Discovery of Ancient Tomb Redefines History of Angamaly

From the tremendous riches and religious amity of the glorious past to the complex religious rituals in the State, there has been an enduring public fascination.

Published: 21st September 2015 04:20 AM  |   Last Updated: 21st September 2015 04:20 AM   |  A+A-

KOCHI:  From the tremendous riches and religious amity of the glorious past to the complex religious rituals in the State, there has been an enduring public fascination for the various aspects of Central Kerala, especially the ancient Muziris that was the landing point for Christianity, Islam and a host of other world cultures.

A more-than-four-century-old tomb believed to be that of Mar Abraham, the last Persian Chaldean bishop in Kerala who died in 1597, was discovered at the St Hormis Church (Kizhakkeppally), Angamaly, shedding light on the history of the region.  The laterite structure unearthed at the church during renovation work also sheds light on the historic magnificence of a region, where St Thomas, one of the 12 disciples of Jesus, and the early Islamic missionaries believed to have landed through the ancient seaport of Muziris, which even finds mention in ‘Chilappathikaram’ and the Roman/Greek historical records.
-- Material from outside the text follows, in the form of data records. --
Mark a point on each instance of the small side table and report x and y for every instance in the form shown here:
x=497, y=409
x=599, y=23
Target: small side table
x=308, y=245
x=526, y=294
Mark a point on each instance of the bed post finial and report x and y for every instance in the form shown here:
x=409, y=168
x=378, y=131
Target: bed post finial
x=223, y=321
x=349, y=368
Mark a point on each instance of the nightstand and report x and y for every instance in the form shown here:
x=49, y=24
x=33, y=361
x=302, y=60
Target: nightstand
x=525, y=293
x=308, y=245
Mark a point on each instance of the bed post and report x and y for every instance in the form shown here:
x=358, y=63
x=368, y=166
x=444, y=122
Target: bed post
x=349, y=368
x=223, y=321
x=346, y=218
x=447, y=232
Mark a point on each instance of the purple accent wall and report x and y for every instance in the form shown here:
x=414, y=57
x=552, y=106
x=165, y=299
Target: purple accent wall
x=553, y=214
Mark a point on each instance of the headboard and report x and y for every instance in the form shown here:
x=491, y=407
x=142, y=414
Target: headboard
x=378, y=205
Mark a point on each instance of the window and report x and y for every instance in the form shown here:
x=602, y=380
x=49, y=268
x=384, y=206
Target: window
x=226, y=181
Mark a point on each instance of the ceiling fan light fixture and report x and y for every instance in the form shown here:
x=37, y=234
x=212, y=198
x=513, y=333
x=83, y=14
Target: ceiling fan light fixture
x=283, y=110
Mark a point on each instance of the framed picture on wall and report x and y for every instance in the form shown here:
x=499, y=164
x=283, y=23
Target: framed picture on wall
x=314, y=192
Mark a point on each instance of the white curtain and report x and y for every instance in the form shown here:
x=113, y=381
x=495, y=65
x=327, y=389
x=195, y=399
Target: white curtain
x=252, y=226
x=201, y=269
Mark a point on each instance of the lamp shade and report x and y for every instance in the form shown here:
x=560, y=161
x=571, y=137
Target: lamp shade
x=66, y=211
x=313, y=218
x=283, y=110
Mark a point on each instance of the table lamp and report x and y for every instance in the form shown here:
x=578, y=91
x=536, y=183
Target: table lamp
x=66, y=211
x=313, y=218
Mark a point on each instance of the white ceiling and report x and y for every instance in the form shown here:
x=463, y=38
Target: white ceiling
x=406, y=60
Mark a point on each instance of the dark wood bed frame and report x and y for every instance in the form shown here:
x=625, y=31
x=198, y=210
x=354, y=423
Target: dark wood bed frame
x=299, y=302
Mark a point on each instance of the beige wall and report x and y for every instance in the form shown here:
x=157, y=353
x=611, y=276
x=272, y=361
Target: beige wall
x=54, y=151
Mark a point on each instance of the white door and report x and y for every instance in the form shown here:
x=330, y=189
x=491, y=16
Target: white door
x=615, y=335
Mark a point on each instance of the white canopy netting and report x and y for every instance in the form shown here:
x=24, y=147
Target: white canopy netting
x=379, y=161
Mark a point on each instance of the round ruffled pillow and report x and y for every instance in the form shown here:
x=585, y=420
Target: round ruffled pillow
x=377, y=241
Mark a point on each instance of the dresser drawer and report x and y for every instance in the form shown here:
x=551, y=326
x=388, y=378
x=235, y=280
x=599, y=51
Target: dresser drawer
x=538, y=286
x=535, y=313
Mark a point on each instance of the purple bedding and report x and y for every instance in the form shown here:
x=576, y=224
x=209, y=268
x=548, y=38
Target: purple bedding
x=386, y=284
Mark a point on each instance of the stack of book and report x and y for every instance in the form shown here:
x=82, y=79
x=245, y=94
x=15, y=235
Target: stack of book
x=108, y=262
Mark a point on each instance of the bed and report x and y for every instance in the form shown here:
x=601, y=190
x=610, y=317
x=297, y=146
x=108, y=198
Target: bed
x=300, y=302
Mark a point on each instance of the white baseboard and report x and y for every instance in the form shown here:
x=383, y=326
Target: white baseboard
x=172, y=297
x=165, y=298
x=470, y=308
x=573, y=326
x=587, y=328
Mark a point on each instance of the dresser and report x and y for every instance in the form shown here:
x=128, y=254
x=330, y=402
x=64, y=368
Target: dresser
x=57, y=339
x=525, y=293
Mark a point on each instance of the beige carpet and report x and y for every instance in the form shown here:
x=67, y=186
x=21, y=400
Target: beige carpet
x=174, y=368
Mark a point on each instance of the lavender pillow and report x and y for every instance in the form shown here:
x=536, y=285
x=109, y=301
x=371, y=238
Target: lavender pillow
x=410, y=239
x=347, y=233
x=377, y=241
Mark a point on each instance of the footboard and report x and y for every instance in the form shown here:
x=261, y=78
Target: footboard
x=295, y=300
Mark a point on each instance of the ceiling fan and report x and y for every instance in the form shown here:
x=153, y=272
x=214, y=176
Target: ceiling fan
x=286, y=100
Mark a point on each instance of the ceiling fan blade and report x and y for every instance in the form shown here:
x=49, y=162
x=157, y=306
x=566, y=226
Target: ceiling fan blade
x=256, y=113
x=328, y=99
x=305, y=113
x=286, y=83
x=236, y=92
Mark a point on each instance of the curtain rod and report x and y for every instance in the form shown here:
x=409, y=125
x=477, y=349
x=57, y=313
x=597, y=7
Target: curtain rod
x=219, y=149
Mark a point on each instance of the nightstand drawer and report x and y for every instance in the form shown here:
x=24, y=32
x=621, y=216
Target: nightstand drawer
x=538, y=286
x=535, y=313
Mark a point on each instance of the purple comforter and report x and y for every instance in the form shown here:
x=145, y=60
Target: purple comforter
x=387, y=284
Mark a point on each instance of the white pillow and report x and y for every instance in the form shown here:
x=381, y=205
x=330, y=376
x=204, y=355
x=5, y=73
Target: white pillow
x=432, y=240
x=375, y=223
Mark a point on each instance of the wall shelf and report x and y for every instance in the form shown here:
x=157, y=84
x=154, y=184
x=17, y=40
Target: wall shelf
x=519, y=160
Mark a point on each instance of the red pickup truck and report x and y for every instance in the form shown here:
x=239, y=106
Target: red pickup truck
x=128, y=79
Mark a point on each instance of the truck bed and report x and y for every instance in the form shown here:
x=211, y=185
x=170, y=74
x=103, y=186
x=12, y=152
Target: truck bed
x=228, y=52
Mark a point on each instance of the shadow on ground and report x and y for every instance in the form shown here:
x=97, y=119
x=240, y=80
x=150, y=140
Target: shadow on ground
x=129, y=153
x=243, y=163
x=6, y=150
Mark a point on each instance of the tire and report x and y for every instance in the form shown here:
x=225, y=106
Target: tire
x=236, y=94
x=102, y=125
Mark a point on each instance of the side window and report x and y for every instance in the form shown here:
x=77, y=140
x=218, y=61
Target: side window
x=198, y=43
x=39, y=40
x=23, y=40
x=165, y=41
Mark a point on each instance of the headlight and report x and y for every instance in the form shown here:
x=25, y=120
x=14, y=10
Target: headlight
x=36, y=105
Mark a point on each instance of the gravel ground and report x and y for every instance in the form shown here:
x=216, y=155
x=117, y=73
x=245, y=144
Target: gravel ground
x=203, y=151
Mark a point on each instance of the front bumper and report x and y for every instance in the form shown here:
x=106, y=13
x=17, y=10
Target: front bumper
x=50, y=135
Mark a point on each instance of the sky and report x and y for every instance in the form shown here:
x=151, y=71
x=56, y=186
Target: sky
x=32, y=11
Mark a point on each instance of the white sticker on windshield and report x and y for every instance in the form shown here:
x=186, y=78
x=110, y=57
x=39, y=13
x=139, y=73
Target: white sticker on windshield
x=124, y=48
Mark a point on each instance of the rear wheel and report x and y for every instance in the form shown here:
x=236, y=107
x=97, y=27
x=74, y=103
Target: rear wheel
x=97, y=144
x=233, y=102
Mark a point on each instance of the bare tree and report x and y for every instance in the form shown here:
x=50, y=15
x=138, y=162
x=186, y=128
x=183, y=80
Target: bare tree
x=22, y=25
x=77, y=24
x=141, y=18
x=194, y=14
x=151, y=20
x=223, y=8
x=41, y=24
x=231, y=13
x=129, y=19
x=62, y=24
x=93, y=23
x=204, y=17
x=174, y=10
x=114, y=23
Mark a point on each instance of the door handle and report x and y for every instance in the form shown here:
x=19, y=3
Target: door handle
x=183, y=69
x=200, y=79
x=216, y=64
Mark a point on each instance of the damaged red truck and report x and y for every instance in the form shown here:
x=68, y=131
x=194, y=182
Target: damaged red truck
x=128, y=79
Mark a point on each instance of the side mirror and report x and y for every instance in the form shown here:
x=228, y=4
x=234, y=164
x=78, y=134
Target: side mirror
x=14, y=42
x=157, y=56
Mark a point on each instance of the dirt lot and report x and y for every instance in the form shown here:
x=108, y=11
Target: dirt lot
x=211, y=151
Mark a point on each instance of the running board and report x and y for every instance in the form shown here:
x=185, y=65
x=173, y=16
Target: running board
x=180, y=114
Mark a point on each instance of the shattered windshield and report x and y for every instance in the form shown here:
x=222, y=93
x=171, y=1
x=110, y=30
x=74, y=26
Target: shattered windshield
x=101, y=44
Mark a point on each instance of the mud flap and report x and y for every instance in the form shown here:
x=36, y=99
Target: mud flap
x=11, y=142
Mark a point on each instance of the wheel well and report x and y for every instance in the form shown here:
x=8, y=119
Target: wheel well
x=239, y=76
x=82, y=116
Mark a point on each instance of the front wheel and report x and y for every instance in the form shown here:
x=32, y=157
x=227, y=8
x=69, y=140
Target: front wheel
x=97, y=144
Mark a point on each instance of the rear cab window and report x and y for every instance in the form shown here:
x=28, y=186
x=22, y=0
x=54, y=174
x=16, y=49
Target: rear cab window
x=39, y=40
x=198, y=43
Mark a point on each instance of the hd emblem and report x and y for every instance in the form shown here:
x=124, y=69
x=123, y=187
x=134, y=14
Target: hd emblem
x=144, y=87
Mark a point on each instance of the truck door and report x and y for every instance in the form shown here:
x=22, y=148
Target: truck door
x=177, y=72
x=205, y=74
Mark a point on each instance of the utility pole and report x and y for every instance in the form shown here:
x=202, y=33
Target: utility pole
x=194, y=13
According to St George Basilica, Angamaly, rector Kuriakose Mundadan, who was among the group that discovered the tomb, the structure will be preserved with utmost respect and sanctity. “We cannot convert it into a museum as the tomb is situated in the sanctuary of the church. However, the faithful will be given the opportunity to see it without upsetting the church rituals,” he said, adding that devotees were thronging the church since Sunday morning to get a  glimpses of the tomb.

“As per records, Mar Abraham was the last foreign (East Syrian) Metropolitan with the title ‘Metropolitan and Gate of All India’ who resided in Angamaly. When Mar Abraham was ordained as bishop of the Angamaly diocese in 1563, St Hormis East Church was the cathedral church where Mar Abraham resided. In the known history of St Thomas Christians, the first regional synod was convened in Angamaly in 1583, which was presided over by Mar Abraham,” said Mundadan. 

In the synod, various important decisions, including the the corrections in the liturgical books of Syrians and  establishment of the Vypeecotta Seminary, were taken. Mar Abrham died in January 1597 in Angamaly, and his body was buried in the Cathedral Church. Though he was buried in the sanctuary of the church, built in 1585 by the Chaldean Bishop, there was no official records to support the claim.  Angamaly was the first archdiocese in India and its jurisdiction was extended across the country. After Mar Abraham’s demise, superior of Archdiocese of Goa Dom Alexis Menzes degraded Angamaly and brought it under the control of the Goa Archdiocese.